Porcelain proving its worth but concrete "not dead", landscapers told

Whether porcelain paving is too good to be true, the challenges of handling large tree stock, and the importance of having an ethical supply chain were all up for discussion at the APL's Spring Seminar in Uxbridge.

CED porcelain paving. Image: CED Stone Group
CED porcelain paving. Image: CED Stone Group

More than 70 landscapers, contractors and suppliers attended the event, which took place at Tendercare, Uxbridge on 14 April.

A panel session - The Great British Stone Off – brought together leading paving suppliers to discuss developments in the sector. Led by APL chair Mark Gregory, the panellists were Paul Wagstaff and Richard Colton from Bradstone, Giles Heap from CED Stone Group, Chris Frankland from Marshalls and Steven Walley from London Stone.

The debate covered issues such as ethical trading, sourcing the greenest products and having full visibility of your whole supply chain.

Whether porcelain is "too good to be true" was also a topic of discussion, with questions around best adhesives to use and its longevity. The panel stressed that it has been around for 10 years or more on the continent and there are no issues as far as they are aware.

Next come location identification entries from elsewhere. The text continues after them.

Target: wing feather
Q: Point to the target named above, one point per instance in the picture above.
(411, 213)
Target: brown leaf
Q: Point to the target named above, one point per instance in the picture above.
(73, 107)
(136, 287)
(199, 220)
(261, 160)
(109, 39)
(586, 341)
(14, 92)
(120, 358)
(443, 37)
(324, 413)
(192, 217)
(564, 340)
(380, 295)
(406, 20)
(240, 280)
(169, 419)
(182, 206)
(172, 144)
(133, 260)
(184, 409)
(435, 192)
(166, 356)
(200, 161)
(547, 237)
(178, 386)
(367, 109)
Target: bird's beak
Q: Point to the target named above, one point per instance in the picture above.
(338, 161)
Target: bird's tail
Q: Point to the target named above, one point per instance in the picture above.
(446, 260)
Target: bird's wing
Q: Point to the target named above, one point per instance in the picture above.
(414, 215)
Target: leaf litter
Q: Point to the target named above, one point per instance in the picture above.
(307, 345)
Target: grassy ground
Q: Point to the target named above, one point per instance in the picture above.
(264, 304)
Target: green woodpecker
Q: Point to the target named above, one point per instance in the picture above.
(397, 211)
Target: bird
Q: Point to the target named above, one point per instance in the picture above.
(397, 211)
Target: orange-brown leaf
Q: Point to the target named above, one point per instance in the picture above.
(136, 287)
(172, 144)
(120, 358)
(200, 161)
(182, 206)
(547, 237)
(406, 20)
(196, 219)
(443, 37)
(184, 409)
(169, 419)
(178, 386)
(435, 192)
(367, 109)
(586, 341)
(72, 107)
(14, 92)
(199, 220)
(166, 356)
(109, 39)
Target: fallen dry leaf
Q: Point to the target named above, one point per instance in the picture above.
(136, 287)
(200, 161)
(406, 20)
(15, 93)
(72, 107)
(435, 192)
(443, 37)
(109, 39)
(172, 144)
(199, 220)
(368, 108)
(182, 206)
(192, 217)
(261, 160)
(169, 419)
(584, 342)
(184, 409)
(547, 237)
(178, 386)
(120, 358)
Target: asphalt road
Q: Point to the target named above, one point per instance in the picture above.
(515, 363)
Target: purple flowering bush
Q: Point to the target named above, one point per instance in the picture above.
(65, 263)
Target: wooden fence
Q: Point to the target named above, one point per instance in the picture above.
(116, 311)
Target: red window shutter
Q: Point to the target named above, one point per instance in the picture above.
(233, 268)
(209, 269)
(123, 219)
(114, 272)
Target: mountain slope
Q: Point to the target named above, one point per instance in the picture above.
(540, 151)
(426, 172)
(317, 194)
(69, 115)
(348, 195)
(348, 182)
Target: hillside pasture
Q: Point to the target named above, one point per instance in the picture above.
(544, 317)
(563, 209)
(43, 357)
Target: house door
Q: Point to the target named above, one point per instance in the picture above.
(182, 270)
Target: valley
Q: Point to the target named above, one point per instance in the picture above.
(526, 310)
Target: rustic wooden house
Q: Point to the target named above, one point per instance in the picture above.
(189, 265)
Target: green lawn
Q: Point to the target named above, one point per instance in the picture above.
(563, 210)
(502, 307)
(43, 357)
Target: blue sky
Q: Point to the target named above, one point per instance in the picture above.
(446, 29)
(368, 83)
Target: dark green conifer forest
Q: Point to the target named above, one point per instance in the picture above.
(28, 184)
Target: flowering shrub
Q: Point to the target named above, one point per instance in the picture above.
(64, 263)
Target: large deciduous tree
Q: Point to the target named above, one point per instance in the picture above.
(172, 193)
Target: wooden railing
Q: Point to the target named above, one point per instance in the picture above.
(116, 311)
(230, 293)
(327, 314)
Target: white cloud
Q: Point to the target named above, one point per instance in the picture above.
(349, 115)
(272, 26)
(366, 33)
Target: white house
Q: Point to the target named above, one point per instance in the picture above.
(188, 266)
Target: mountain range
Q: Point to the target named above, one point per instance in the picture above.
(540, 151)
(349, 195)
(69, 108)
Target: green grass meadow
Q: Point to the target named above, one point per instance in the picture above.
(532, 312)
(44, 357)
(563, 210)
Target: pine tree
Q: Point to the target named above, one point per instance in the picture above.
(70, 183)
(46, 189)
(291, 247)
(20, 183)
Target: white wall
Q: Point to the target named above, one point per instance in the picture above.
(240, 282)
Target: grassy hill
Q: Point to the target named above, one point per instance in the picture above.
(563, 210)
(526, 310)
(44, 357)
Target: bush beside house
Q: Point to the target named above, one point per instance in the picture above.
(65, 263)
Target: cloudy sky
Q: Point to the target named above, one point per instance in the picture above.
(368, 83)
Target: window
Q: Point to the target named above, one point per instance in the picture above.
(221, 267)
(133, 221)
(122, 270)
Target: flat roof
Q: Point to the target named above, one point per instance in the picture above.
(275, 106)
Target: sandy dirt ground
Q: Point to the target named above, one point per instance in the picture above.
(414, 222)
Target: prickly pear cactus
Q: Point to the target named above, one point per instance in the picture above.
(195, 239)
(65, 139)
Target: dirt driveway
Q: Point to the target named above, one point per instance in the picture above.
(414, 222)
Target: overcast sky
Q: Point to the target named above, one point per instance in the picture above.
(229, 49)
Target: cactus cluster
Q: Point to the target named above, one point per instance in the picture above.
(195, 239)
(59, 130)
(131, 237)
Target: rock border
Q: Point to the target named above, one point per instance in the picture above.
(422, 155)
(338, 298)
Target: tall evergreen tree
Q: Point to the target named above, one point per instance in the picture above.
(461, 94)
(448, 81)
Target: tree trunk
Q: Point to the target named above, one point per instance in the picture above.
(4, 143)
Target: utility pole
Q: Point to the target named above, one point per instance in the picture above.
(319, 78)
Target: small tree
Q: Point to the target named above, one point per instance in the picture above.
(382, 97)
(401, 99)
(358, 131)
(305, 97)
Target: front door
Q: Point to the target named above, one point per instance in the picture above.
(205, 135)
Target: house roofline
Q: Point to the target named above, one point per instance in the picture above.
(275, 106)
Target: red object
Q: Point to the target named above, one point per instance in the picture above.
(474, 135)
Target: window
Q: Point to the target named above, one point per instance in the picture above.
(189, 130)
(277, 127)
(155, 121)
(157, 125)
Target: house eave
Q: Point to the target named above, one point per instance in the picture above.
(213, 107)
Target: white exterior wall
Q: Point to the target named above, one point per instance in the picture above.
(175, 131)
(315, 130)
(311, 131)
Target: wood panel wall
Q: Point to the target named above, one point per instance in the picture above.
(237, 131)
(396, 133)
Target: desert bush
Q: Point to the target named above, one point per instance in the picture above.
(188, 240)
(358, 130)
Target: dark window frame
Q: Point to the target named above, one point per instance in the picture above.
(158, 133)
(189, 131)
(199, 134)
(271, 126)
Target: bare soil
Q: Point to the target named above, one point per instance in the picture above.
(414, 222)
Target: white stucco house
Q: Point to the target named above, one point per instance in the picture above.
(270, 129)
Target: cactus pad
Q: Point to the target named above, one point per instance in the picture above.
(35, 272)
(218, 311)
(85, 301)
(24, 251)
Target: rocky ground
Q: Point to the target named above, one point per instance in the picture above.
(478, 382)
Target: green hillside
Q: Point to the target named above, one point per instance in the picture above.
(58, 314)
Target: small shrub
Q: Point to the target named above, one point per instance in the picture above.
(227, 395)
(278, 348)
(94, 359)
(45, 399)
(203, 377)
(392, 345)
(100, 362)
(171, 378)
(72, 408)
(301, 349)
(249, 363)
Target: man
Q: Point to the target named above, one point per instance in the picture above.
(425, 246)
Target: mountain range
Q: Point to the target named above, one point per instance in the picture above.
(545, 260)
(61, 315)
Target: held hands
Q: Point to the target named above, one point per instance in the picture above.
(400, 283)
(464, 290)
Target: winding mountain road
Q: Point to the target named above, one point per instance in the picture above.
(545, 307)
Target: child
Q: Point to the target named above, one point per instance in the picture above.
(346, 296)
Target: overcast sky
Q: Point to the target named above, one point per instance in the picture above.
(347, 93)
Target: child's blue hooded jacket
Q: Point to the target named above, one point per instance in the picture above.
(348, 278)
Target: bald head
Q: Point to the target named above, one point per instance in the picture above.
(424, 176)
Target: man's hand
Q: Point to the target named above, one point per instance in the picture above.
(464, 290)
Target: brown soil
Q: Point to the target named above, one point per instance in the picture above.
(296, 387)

Natural stone took up the bulk of the discussion, but the panel stressed that does not mean concrete is dead. All agreed that there would always be a market for concrete in UK landscaping, and that there have been huge advancements in concrete technology over recent years.

Host and Tendercare managing director Andrew Halksworth looking at the challenges presented by the handling of large stock and the solutions available to assist. He emphasised the importance of planting big trees at soil level.

Developments in tree anchoring and irrigation were outlined by Charles Agg from Platipus. Having operated across the world, especially in the US, Germany and Far East, he spoke about the different options available including the use of air pots to ensure root balls develop a bigger fibrous structure.

A range of health and safety discussions also took place, with Joe Bray from Makita providing an overview of the company's work to develop green, low-vibration machinery using Lithium ion batteries. He also spoke about technology that cuts airborne dust, and work being done to limit the impact of vibration. Peter Taylor from Citation emphasised the need for businesses to be health and safety compliant.

Landscaping spaces was also discussed by company representatives - from Jacksons Fencing's new gravel board product that helps hedgehogs move between gardens, to Clearstone Paving's resin bound products and their use in Sustainable Urban Drainage Systems.

David Mackay from NCC Streetscape spoke about the pros and cons of different jointing materials and the importance of jointing to the performance and longevity of paving.